Hello there!
I am still struggling with a binomial response over all categorical
variables (some of them with 3 levels, most with 2 levels). After
initial struggles with glm's (struggle coming from the data, not the
actual analysis) I have decided to prefer contingency tables. I have
my data such as:
response:
hunting.prev=c("success","fail","success","success","success","fail",...)
one of 21 surveyed variables:
groupsize=c("small","large","small","small","small","large"...)
...
now...
It is intuitive to me that I will have to split up each variable by
its level(s), thus creating 2 new variables for groupsize (as an
example) holding the counts of small hunting parties when the
hunting.prev was a success and so on. I could write a function to do
that for me, however, never intend to reinvent the wheel.
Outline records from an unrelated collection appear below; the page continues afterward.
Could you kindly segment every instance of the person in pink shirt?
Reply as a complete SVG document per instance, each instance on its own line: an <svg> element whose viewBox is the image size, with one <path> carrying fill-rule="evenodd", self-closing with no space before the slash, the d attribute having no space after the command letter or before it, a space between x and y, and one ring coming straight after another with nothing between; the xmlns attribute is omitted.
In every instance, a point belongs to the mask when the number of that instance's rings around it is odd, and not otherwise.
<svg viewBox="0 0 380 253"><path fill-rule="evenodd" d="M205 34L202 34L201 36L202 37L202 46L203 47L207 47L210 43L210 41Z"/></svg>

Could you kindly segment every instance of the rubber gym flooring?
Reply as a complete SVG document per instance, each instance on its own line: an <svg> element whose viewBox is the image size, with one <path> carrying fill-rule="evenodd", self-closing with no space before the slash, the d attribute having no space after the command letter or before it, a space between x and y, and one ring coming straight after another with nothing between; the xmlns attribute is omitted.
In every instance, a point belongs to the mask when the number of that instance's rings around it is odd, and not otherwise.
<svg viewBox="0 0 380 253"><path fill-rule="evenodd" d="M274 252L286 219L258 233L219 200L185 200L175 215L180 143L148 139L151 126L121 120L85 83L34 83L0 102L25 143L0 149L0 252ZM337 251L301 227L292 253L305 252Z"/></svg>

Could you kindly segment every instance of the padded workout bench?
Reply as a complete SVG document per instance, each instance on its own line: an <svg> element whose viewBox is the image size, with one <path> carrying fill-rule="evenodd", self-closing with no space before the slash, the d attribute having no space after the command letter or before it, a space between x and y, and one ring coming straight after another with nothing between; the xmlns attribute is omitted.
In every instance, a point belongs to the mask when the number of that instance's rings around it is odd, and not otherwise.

I would like
my data to look like that:
hunting prev groupsize-small groupsize-large dogs-yes
dogs-no guns-yes guns-no...
success 12 2 4 14 23 12...
failure 1 6 34 0 12 3...
of course, hunting.prev would only be needed to create the index via
hunting.prev=="success" and is here used to indicate what each row
means. My questions would be:
a) how to count and split each categorical variable by a response
variable, how to create a 2x20something (contingency) table and how
far a prop.test() approach or a chi? may be more appropriate to
actually analyze the data.
b) how do you guys create R output so that it's formatted in nice
columns and rows?
Hope to see help,
Thanks!